The University Medical Center of Tucson, Arizona, increased its hospital capacity and improved patient flow through a comprehensive approach (Enriquez et al., 2009). The hospital has since been guided by four keys to success: 100% support from and involvement by senior executives; engagement of the key participants in patient flow; perseverance; and deciding whether to implement changes independently or through a partnership with outside organizations. H&HN (2009) suggests improving patient flow through industry-wide solutions, including improved scheduling, simplified bed management, tracking of patients, staff, and assets, and improving patient perception through interactive patient care.

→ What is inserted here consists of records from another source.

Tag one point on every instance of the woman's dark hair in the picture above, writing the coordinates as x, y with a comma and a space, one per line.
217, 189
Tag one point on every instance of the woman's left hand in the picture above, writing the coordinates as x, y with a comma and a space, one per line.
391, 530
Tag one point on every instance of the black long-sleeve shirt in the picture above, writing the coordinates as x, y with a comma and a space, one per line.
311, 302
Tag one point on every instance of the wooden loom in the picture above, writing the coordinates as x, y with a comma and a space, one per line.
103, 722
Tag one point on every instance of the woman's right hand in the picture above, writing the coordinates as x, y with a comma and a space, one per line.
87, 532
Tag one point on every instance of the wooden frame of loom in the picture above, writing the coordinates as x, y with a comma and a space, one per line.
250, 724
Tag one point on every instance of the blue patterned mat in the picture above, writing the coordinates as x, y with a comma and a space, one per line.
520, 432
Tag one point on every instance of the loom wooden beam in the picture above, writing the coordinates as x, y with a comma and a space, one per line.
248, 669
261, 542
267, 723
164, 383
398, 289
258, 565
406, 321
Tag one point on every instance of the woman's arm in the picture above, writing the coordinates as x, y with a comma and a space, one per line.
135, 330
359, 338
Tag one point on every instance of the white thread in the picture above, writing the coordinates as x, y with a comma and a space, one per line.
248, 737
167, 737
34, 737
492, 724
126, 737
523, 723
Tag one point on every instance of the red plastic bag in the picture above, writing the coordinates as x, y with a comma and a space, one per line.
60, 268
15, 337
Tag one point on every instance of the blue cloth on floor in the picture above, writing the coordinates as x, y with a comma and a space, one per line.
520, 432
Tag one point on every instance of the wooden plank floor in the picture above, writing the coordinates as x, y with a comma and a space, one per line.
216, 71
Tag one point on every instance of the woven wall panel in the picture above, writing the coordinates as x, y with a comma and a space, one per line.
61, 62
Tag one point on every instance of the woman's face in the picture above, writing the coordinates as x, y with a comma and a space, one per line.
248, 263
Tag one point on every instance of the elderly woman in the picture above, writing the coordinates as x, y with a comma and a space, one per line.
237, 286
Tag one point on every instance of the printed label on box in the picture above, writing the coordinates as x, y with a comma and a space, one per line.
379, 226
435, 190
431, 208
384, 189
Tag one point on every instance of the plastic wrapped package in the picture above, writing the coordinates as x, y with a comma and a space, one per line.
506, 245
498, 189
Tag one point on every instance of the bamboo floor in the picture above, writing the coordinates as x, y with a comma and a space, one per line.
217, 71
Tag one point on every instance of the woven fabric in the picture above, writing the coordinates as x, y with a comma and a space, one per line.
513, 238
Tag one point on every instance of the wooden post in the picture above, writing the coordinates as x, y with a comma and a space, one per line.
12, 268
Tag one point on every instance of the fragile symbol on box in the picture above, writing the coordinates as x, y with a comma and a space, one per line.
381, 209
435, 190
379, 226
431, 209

DeLia (2007) argues that ED trends are most heavily influenced by the inaccessibility of primary and specialized care outside the hospital. Rationalizing ED output is most often hampered by reimbursement disparity between elective surgeries and other hospital services. Critical areas of concern include the inability to track patients through the entire hospital in real time, coordinating discharge schedules with incoming inpatients, and coordinating the use of resources between elective surgery and ED patients. DeLia (2007) recommends that public policy include regular surveillance of hospital patient flow.
The chronic issues identified in this assessment require radical long-term solutions, including the frank increase of physical resources and manpower and demand management. These measures are deemed sufficient to decrease wait time from bed assignment to occupancy to within 30 minutes for 60% or more of patients. Short-term fixes have provided some relief, but systemic and sustained improvement at the ED requires a comprehensive commitment to expanding capacity and rationalizing patient flow at the institutional level.